Gluten-free options haven’t always been prevalent. Jenn was diagnosed with celiac disease in 2010, when there was a “scarcity” of gluten-free options and when she would mention her disorder at restaurants to find “no one had any idea what I’m talking about.”

All three sources attributed the uptick in gluten-free options to the gluten-free diet fad that cropped up in the 2010s.

A 2017 study showed that while the rates of celiac disease remained largely the same across the US from 2009 to 2014, the number of people choosing to eat a gluten-free diet increased by more than three times from the start of the time period to the end.

Although all three sources praised the craze as seeming to spark the creation of more options — amplifying the gluten-free market beyond just the two million people in the US with celiac disease — the diet trend almost eclipsed celiac disease, making the gluten-free lifestyle seem like a choice.

Ice cream being scooped in a New York vegan ice cream shop
Ice cream being scooped in a New York vegan ice cream shop (Copyright 2024 The Associated Press. All rights reserved.)
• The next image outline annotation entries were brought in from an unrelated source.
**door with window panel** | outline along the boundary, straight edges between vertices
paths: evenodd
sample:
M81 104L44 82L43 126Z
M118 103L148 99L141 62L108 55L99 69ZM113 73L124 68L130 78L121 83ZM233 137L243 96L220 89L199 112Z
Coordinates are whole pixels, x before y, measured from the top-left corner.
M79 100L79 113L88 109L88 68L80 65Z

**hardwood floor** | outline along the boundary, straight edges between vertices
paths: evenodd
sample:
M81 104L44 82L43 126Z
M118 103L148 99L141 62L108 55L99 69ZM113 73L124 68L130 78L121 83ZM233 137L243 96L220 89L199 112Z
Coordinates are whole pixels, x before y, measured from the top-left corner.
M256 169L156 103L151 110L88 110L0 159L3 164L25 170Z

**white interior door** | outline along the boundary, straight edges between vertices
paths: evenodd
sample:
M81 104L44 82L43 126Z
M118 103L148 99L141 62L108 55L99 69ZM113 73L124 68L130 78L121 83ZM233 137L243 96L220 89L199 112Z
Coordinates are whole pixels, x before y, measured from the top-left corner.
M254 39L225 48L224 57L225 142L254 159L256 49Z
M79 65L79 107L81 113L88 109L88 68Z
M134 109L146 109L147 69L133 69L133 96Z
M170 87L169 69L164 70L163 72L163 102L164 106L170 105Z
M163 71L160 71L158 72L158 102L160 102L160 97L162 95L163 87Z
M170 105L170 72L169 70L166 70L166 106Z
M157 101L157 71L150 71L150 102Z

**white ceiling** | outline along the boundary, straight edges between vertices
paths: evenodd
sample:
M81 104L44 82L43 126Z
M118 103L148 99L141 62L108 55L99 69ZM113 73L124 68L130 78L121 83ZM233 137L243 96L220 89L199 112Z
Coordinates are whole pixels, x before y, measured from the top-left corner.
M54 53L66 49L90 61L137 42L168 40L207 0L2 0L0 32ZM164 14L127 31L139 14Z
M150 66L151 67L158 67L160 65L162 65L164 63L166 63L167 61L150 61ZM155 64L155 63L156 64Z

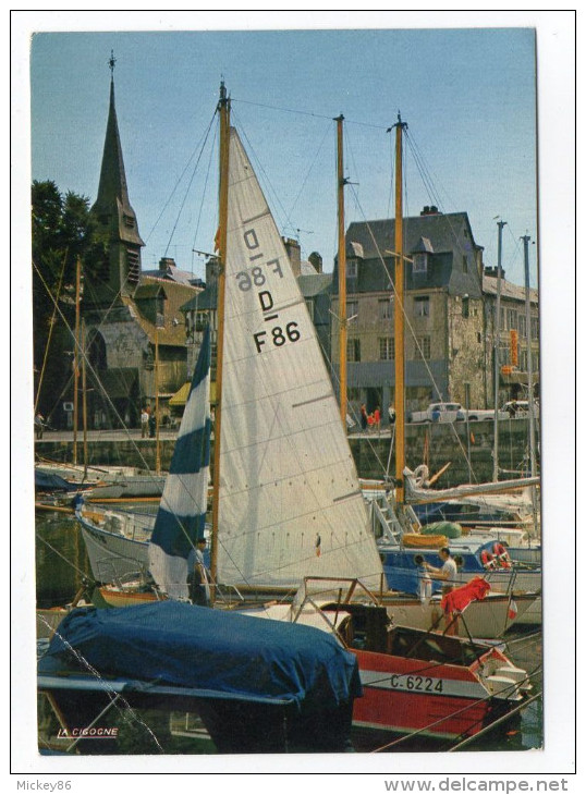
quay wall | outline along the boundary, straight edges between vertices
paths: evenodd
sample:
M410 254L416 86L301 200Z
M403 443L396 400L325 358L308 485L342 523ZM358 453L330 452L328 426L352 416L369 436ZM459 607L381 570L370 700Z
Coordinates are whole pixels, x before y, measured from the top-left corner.
M415 469L427 461L430 475L434 475L450 463L450 467L437 482L438 488L447 488L471 481L467 464L469 455L472 481L492 479L493 424L491 421L471 423L469 437L465 423L456 423L453 426L449 424L407 425L405 439L407 466ZM114 438L112 436L100 438L96 433L88 440L87 456L90 466L136 466L149 470L156 469L154 439L133 439L123 437L121 432ZM376 432L350 435L350 447L361 477L380 478L386 472L394 476L394 444L390 451L391 440L392 435L388 429L380 435ZM163 470L169 469L174 445L174 435L169 435L159 442L160 465ZM526 419L511 419L499 424L499 466L501 470L518 470L527 454L527 449ZM389 452L391 452L390 462ZM51 439L50 435L46 435L42 440L35 442L35 453L39 458L71 463L73 442L66 438ZM80 443L77 444L77 462L83 463L83 449ZM504 473L501 475L501 479L506 477L508 475ZM515 475L510 477L515 477Z

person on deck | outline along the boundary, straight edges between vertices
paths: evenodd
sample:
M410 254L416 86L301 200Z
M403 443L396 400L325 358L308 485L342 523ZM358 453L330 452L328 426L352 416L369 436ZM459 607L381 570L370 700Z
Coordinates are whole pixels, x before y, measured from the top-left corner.
M452 558L452 553L448 547L442 547L439 551L439 556L443 562L441 568L430 565L424 562L424 568L431 574L434 579L441 579L441 596L444 597L447 594L451 594L454 589L457 565L455 560ZM453 613L444 613L445 621L445 634L457 635L457 616Z
M190 587L190 599L192 602L202 608L209 608L209 576L206 564L204 563L205 549L206 539L198 538L193 553L193 566L187 575L187 585Z
M141 437L145 439L148 436L148 412L143 408L141 412Z

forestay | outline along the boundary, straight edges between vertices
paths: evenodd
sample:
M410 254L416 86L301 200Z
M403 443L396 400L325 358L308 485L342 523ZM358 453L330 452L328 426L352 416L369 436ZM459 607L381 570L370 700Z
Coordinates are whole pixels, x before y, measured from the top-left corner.
M171 599L186 599L188 561L204 537L210 458L210 332L206 327L190 396L149 543L149 567Z
M283 243L230 131L218 579L296 587L381 564L338 404Z

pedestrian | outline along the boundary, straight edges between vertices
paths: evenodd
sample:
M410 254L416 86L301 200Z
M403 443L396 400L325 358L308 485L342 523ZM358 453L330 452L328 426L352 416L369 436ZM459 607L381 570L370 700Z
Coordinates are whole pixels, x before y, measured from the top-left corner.
M37 439L42 439L42 432L45 430L45 417L40 412L37 412L35 415L35 431L37 435Z
M368 428L368 414L364 403L361 406L361 428L365 431Z
M441 596L443 598L448 596L448 594L451 594L454 589L457 565L448 547L442 547L440 549L439 556L443 562L441 568L431 566L427 562L424 562L424 568L431 574L434 579L442 580ZM451 611L445 610L443 613L443 620L445 622L445 635L457 635L457 616Z
M457 566L449 547L442 547L439 551L439 556L443 563L441 568L432 566L427 562L424 562L424 568L431 574L434 579L442 580L441 595L445 596L445 594L450 594L453 590L456 582Z
M187 585L190 587L190 599L194 604L202 608L209 608L209 575L206 564L204 563L204 550L206 549L206 539L198 538L193 551L193 563L187 575Z
M141 437L143 439L146 438L148 433L148 412L145 407L143 407L141 412Z

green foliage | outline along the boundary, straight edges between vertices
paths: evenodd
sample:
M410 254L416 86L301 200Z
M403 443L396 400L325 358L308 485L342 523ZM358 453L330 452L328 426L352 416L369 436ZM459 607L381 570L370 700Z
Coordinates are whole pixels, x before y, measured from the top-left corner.
M68 388L75 317L75 270L93 245L95 223L89 199L73 192L61 194L56 183L34 181L32 186L33 325L36 389L47 340L56 314L51 348L42 376L38 408L49 419ZM36 399L36 394L35 394ZM65 400L71 400L69 394Z

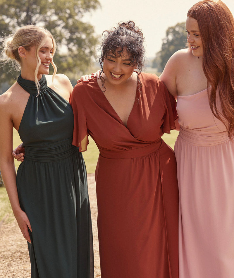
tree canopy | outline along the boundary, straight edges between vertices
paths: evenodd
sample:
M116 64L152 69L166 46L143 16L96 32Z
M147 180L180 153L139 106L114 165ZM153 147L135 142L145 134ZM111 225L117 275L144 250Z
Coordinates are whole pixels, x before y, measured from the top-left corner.
M0 0L0 43L4 35L25 24L44 27L57 42L58 72L77 74L90 64L98 42L93 26L82 19L100 4L98 0ZM2 81L9 78L3 72L8 70L1 69Z
M186 42L185 23L178 23L169 27L166 32L166 37L163 40L161 50L156 54L152 66L162 71L171 55L180 49L184 48Z

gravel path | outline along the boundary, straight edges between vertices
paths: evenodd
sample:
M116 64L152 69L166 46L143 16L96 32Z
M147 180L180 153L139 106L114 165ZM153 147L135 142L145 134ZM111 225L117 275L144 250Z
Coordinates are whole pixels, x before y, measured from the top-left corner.
M94 252L94 277L101 277L97 228L97 211L94 175L88 175L90 201L92 214ZM30 263L27 247L15 220L10 224L0 222L0 278L30 278Z

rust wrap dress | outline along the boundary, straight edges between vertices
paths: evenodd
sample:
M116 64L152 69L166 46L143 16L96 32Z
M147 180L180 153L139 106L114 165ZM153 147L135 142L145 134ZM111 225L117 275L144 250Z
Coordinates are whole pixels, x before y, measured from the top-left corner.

It’s far from it for those with the disorder, who struggle to find foods that truly lack gluten, as even those with “gluten free” labels could be cross-contaminated if proper precautions aren’t followed.

This problem comes up at a common cute date spot: ice cream shops. If an ice cream scoop touches the cookie dough flavor, and the same scoop is then used for the vanilla, that is a date-ender.

“It can be onerous to be that person that limits where everyone can eat,” Andy admits, saying he often opts to eat before or after group meals.

Regardless, Andy knows he has to stick to his gluten-free ultimatum. “Generally people will listen — because the alternative is: if you’re drinking beer, we’re not going to make out.”